Maybe it’s just me, but “whatever it takes” is what The Joker says when he has Batman in a bad way. It’s sinister.
I’m sure Servais didn’t put much thought into the odious connotation of the slogan. And while I don’t think the Mariners’ clubhouse in Peoria has a secret room full of syringes, files, Vaseline and corks, it’s possible that “whatever it takes” also includes the urgency to make the playoffs this season will cause foolishness at or before the trade deadline.
That is the period in the baseball calendar when owners and GMs desperate for relevance/contention/love/revenue tend to panic. They ransack the farm system for top prospects and trade them for veterans who they believe can deliver with the required urgency.
That isn’t to say that is wrong or bad — the Mariners wouldn’t have made the 1995 playoffs without the midseason acquisitions of RHP Andy Benes and OF Vince Coleman — but the consequences to a farm system as anemic as the Mariners’ could be crippling.
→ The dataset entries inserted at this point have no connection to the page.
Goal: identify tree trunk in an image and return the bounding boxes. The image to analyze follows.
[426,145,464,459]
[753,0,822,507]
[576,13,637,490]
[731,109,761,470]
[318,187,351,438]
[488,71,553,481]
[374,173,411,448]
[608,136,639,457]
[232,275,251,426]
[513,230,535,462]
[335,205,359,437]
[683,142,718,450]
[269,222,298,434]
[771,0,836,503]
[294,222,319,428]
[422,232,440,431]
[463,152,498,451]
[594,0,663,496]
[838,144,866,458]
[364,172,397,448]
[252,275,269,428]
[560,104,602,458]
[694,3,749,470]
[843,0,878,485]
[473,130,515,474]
Dipoto and director of player development Andy McKay were aghast a year ago at the farm-system inventory. They were spot-on in emphasizing player development at all levels of the system, including the hiring of coaches who get how to implement the “control the zone” mantra that improves efficiency for pitchers and hitters.
In their often-languid history, the Mariners, up to and including the tenure of Jack Zduriencik as GM, have done a respectable job of finding and drafting MLB-level talent. But having such a teensy percentage turn into six-year major leaguers is evidence that they lacked the necessaries to create average ballplayers — unless you’re impressed with four playoff appearances in 40 years.
So when the Mariners do acquire/develop some premier prospects such as position players Mitch Haniger, Tyler O’Neill, Kyle Lewis and Drew Jackson, and pitchers Edwin Diaz, Andrew Moore, Thyago Vieira and Luiz Gohara, 2017 is not necessarily the time to fondle the panic button.
Which is implied by “Whatever It Takes.”
Dipoto strikes me as a guy not especially vulnerable to impulse. If he were, ahead of the 2016 trade deadline, he wouldn’t have traded a quality major league pitcher, Mike Montgomery, for a young, unproven first baseman, Dan Vogelbach. I’ve written before the move probably the cost the Mariners a playoff spot because there was so much instability among pitchers (a club-record 31 were used).
But if Vogelbach helps justify the deal with a solid platoon performance in 2017, the deal works. If he flops in his rookie season, then Dipoto is back to playing catch-up at a position he sought to settle with Vogelbach and Danny Valencia, 32, now with his seventh major league club because he can’t hit right-handed pitching.
Giving up a potential young star to fix first base would fulfill the “whatever it takes” slogan, but wouldn’t do anything for the future. Yes, it’s been 15 years since the playoffs, but Dipoto would be wise to ignore the clubhouse signage.
Mariners fans should hope the message isn’t for him. After 15 years, a 16th year would harm no one if unsentimental actions are the path to annual contention, as the Seahawks have established. Because this team has yet to know what it takes.